The usual school day consists of two hours’ teaching in an allocated subject. This is followed by five hours of coaching in the sport in which they excel. The day finishes with a one or two-hour conditioning and physiotherapy session.

The idea is that academic lessons are as intensive as the training sessions. The class size never exceeds eight pupils, meaning that more of the syllabus can be covered in a shorter time.

The school currently has five pupils awaiting A-level results and is set to enrol another eight of GCSE age. There are five teachers - generally supply staff or private-school teachers who combine their main jobs with teaching at Freedom School. Each teaches their specialist subject.

However, the school prides itself on being as flexible as the pupil needs it to be. If it does not cater for a particular subject that the student wants to pursue, it simply hires the relevant teacher.

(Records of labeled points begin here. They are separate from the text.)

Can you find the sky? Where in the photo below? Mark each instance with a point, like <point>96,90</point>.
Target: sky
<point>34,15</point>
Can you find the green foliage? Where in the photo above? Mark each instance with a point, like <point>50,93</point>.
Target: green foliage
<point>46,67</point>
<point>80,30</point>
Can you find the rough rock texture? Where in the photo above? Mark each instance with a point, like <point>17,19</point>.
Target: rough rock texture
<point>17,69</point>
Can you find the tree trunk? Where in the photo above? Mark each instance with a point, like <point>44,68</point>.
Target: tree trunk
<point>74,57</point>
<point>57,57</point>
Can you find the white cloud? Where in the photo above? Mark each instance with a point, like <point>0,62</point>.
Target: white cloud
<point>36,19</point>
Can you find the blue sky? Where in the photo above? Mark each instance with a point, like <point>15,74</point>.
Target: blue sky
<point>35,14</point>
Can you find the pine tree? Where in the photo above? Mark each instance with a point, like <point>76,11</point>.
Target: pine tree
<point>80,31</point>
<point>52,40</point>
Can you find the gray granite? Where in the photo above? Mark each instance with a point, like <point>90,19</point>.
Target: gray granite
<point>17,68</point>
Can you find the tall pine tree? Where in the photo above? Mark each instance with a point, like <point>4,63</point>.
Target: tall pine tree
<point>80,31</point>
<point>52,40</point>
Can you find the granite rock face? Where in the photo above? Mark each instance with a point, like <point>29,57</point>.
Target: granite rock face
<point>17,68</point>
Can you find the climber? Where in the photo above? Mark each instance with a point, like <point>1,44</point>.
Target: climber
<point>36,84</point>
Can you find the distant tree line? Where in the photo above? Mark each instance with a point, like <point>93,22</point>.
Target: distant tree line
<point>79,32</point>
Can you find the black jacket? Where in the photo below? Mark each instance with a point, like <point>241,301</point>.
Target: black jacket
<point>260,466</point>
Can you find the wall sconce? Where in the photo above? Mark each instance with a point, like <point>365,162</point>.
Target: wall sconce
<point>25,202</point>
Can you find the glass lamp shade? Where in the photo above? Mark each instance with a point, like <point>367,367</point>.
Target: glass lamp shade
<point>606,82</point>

All this comes at a price, of course. But its fees of pound;4,000 a year are around one third of those at other private schools in the area. The school hopes to provide parents with an alternative to more drastic measures, such as taking the child out of education altogether.

Georgina Bastick is an A-level pupil at the school. She had a stint at being home schooled as her parents tried to cater for her tennis playing. But she says it did not work out.

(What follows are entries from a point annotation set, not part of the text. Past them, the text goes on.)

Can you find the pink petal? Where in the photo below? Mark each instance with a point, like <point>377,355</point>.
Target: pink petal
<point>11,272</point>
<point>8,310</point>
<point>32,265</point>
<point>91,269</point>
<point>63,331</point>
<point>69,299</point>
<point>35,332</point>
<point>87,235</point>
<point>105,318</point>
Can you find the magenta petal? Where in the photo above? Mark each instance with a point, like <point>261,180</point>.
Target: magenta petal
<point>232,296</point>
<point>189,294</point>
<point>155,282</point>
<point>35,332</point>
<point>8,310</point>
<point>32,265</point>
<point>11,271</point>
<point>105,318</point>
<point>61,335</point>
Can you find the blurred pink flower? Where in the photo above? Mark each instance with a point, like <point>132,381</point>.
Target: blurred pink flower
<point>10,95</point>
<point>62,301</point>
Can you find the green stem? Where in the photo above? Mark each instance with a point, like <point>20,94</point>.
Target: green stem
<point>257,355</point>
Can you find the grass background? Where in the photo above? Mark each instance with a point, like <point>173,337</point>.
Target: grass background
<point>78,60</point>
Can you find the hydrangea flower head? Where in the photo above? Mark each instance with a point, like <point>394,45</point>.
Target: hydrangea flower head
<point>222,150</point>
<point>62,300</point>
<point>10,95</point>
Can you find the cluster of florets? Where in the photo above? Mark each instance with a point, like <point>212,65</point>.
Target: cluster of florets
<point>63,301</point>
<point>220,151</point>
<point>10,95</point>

“We tried home schooling but it was a bit of a disaster,” she says. “I basically put a disc into my computer and tried to learn that way. (But) there was no help, and no advice.”

But Freedom School says it gives budding athletes the structure they need. Tom Reynolds, also 17, joined the school after completing his GCSEs. His day is split perfectly to allow him to train hard but also get the lessons he needs.

“The morning usually starts with a couple of hours of tennis and a 30- minute fitness session,” he says. “We then break for lunch. After that, I have three hours of lessons. I take English literature, economics and PE. I will have two subjects in three hours. The day then finishes off with another fitness session.

“The teaching is better because it’s all basically one-to-one, and it makes it easier for me to play tennis. I can take it more seriously, and I have improved massively since joining.”

Jo Ward is both a tennis coach and English literature teacher at the school. A former tennis pro, she knows how difficult it can be to find the time to play tennis in the usual state school system.

And she sees at first hand the difficulties young athletes face trying to achieve in their chosen sport while fitting in their school work.

“I am coaching a boy who is 12 and at his age and at his standard he needs to be playing up to 20 hours a week,” she says. “He’s doing nine or 10 subjects, with nine or 10 sets of homework in some subjects he has no interest in pursuing. He needs to be doing subjects he’s good at. By diluting his time all you do is get less success in all of the subjects.

“What’s more, he lives an hour from here. He gets off the court at 9pm and condenses those 20 hours a week into such a small space of time. On a Monday, he’ll be on court for five hours. He’s getting home at 10pm at night. You worry whether the kid is getting any kind of balanced life.”

Ms Ward says the UK doesn’t compete with other countries such as the US and Russia and even France and Spain when it comes to giving its school children the right balance of sport and academia.

“In the US they have the perfect balance between work and sport,” she says. “They accommodate the sport in the academic day. In France, we spoke to schools which give the whole of Wednesday off to play sport.”

The lack of a balance to accommodate sport in a school day is a peculiarly British problem, it seems. As a nation, we are fanatical sports fans, but we do very little to give promising athletes the chance - or the cash - to shine on a world stage.

The only reason footballers can compete globally is because the players are scooped up by top clubs before their voices have even broken. But the standard of education they receive is often of debatable quality.

Instead, Freedom School advises its pupils to look at the alternatives, even if those are abroad.

Ms Ward says: “With our school, you don’t need to sacrifice anything really. You get a bespoke education in small classes in less time and still achieve good results. This model will work with any sport, and it can even work with music or art.

“But our advice is to get your A-levels, give your sport a go for a year, and then go to university. We often say look to America.”

More than 1,000 US universities offer sports scholarships, and the country ploughs millions - if not billions - of dollars into college sport.

“The US system is amazing, especially for British athletes, and it’s particularly good for women,” Ms Ward says. “There’s a piece of legislation that stipulates that a US college has to give as many sport scholarships for women as it does for men. And because you have so many male scholarships - for the (American) football teams, basketball teams etc - the opportunities for individual women’s sports, such as tennis, are fantastic.”

It is advice Georgina and Tom hope to follow. Both want to continue with their sport to see how far it can take them. The idea that they can enjoy a top-class education off the back of their talent gives added incentive.

“It’s imperative to have something to fall back on,” Ms Ward says. “If you fail at tennis and then have nothing to turn to, you’re going to go through life feeling like a total failure, aren’t you?

“I was national ladies champion and played at Wimbledon. I travelled the world and had a fantastic life, but I was forced to retire at 25 and I always felt unfulfilled academically.

“But if you have a bash at your sport and it doesn’t work out, you can at least go on to get a degree and be successful in something else.”